While we don't have a proper PennSound author page for Cory, we wanted to highlight two recordings from him that you can find in our archives. First, from 2003's landmark The Philly Sound: New Poetry Weekend you can hear Cory's contributions to the opening event, the "9x9 Panel," hosted by CA Conrad, which featured Cory along with Jim Behrle, Edmund Berrigan, hassen, Sofia Memon, Daniel Abdal-Hayy Moore, Deborah Richards, Molly Russakoff, and Prageeta Sharma. Next, there's Cory's brief set from a 2007 launch event for EOAGH issue #3 ("Queering Language") at Philly's legendary Robin's Books, which includes the poems "Chat," "He," and "Memory at 53." 

We send our condolences to Cory's family and friends, in Philadelphia and worldwide, and mourn his passing.


Lorenzo Thomas, "Ego Trip," 1976

Posted 10/16/2024

If you need a little energy boost to get you through this week, allow us to humbly offer up a raucous collaboration from the late, great Lorenzo Thomas"Ego Trip" features Thomas performing with the Texas State University Jazz Ensemble and was originally released on the album 3rd Ward Vibration Society (shown at right) on the SUM Concerts label in 1976. Lanny Steele is the composer for the track, which rubs shoulders with a cover of Carole King's "Jazzman" and the amazingly-titled suite, "Registration '74. The Worst I've Ever Endured / The Girl on the Steps / Drop and Add."

Internet commenter John Atlas provides a little context for the recording: "The TSU Jazz Ensemble was directed by Lanny Steele, who also founded and directed a nonprofit called Sum Arts.

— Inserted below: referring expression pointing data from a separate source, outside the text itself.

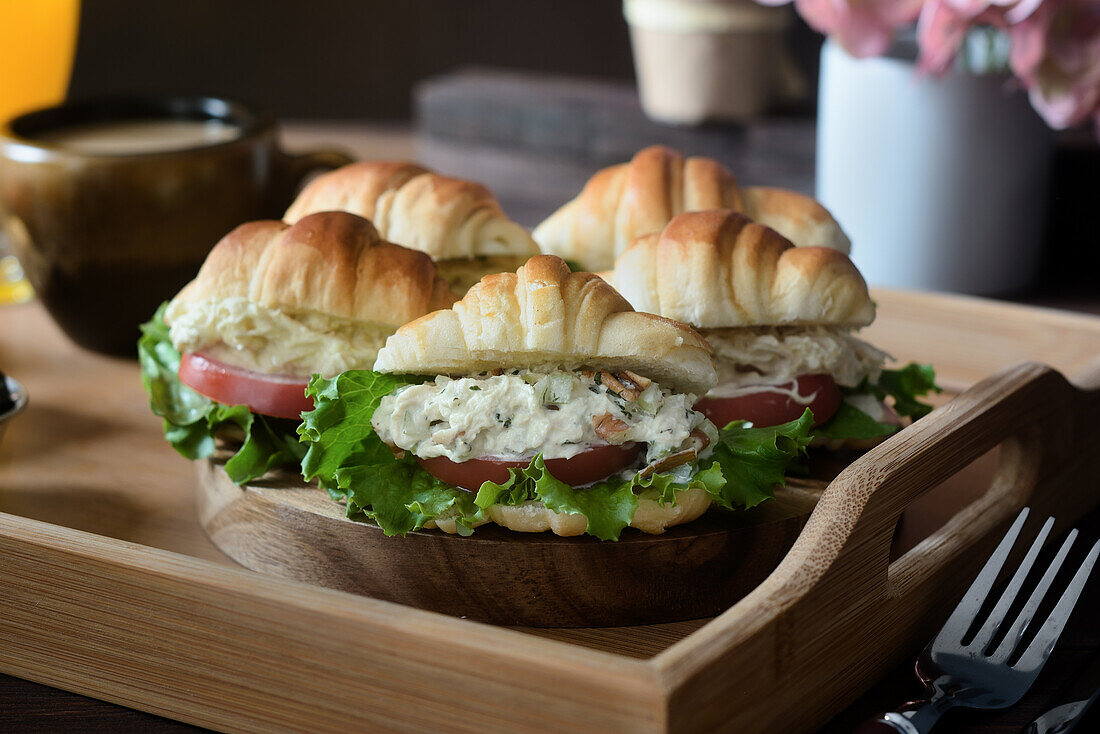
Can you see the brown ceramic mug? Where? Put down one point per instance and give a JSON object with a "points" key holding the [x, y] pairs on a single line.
{"points": [[112, 205]]}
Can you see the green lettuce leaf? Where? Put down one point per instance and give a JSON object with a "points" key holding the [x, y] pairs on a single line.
{"points": [[356, 468], [190, 419], [849, 422], [607, 505], [903, 386], [755, 460]]}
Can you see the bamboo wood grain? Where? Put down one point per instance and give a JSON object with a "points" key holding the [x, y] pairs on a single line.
{"points": [[210, 644], [835, 613]]}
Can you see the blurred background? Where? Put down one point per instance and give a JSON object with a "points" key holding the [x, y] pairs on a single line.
{"points": [[534, 97]]}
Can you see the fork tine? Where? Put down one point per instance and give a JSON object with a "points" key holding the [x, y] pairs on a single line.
{"points": [[1000, 612], [960, 619], [1047, 635], [1012, 638]]}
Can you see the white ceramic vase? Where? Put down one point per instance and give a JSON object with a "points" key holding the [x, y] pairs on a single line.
{"points": [[939, 182]]}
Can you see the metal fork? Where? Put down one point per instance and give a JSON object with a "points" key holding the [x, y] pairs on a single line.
{"points": [[971, 675]]}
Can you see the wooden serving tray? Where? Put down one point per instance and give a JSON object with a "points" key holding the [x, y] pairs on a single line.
{"points": [[282, 526], [108, 587]]}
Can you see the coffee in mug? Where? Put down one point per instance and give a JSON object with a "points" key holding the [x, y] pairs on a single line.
{"points": [[113, 205]]}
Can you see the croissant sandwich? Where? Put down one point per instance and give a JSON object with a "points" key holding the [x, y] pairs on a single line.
{"points": [[272, 305], [781, 321], [625, 201], [539, 402], [458, 222]]}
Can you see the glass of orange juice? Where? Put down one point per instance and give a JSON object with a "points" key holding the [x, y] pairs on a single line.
{"points": [[37, 43]]}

During the 70's and 80's, Sum Arts produced shows by, among others, Ornette Coleman, Sonny Rollins, Max Roach, Sun Ra, Pharoah Sanders, The Art Ensemble of Chicago, The World Saxophone Quartet, Anthony Braxton, Cecil Taylor, The Leroy Jenkins Octet, Old and New Dreams, and a host of notable poets. In the process he exhausted an inheritance from his parents, and more."

Thomas' solo voice starts us off riffing on "Stormy Monday"'s litany of days — "Every dog has his day. / Monday is my day / even if it is blue. / Come trifling Tuesday / that's my day too ..." — and is soon joined by congas and funky wah-wah guitars, then a defiant bassline, Rhodes piano, and a fuzzed out lead, before the full ensemble kicks in as Thomas' final syllable echoes out ("I ... I ... I ... I ..."). After a series of solos and some stop-start time changes Thomas returns over the band — "Let me testify! / Every day his his dog, / but I'm tired! / I want the sun shine just over me. / I want the wind blow just over me. / I want your policemen to be just to me." — which leads into the track's closing section.

You can listen to this smoldering track on PennSound's Lorenzo Thomas author page along with a slew of readings and talks from 1978 up until just a few years before his death in 2005.